Pub Date: March 1st, 2000
ISBN: 0-89733-477-9
Publisher: Academy Chicago

From an American writer (My Year with the Stork Club, 1993, etc.) yet published first in Britain: a wickedly clever and

witty reworking of Du Maurier's famous novel, a takeoff that falters only when Rebecca herself appears. The richly allusive story narrated by Amy, a writer and widow of a young man who committed suicide, not only reinterprets the familiar narrative but offers as an engaging subtext a sharp-eyed satire of British literary and country-house life. Freely's beginning echoes the original as Amy relates the dream in which she returns to the now burned-down Beckfield and is prompted to tell her tale. She describes how on Mallorca she met the famous writer and critic Max Midwinter, while acting as rich Mrs. Van Hopper's companion. Max, as handsome and moody as his predecessor, soon proposes marriage, and the smitten Amy accepts. The two fly back to England to meet Max's family.

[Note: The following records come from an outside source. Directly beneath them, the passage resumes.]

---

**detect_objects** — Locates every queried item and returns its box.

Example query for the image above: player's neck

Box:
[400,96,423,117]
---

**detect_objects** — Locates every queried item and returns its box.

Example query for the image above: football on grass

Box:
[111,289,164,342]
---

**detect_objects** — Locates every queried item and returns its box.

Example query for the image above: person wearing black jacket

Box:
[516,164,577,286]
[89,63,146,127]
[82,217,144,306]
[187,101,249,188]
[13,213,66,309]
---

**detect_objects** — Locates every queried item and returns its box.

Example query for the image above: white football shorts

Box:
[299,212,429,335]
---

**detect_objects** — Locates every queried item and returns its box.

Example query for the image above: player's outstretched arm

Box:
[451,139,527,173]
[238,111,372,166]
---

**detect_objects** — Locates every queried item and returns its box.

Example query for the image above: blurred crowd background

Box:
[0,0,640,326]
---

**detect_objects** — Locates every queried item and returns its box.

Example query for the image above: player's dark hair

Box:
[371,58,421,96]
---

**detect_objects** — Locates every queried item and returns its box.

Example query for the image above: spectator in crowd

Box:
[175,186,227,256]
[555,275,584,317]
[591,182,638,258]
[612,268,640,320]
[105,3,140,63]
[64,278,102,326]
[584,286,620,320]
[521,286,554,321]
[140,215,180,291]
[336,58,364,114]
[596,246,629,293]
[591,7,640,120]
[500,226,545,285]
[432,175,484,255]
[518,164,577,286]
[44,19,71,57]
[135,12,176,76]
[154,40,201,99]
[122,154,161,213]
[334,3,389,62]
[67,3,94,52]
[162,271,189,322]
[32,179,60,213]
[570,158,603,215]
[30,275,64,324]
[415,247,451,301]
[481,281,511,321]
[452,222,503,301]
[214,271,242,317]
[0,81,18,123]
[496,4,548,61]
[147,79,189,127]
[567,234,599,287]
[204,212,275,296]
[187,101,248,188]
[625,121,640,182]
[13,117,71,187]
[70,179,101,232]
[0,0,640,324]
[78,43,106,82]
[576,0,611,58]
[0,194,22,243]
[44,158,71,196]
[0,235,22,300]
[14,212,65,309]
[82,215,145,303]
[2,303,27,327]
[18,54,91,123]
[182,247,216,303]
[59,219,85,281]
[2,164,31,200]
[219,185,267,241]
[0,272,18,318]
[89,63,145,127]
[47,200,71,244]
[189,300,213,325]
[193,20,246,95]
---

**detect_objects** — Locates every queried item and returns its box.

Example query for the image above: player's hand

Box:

This wealthy family and household, however, are not quite the same as Manderley's. Nor is the late Rebecca, Max’s first wife. Max has two children, and the housekeeper, Danny, unlike the sinister Mrs. Danvers, is relentlessly perky and into analysis and tarot cards. She is also the keeper of the flame—that is, the late Rebecca's literary flame: Freely's Rebecca was an American poet famous for her novel The Marriage Hearse, which made her a feminist icon. Amy regarded it then as the thinly disguised autobiography of a sensitive woman "driven to the edge by her husband and his powerful family"; soon after its publication Rebecca disappeared in Caribbean waters, an apparent suicide. While Amy struggles to adjust to Max's eccentric family, his children's hostility, and his own destructive behavior, she also tries to learn the truth about Rebecca. Which she does, though the denouement is neither as chilling nor convincing as Du Maurier's.

A delicious but sometimes disappointing retelling of the legendary page-turner.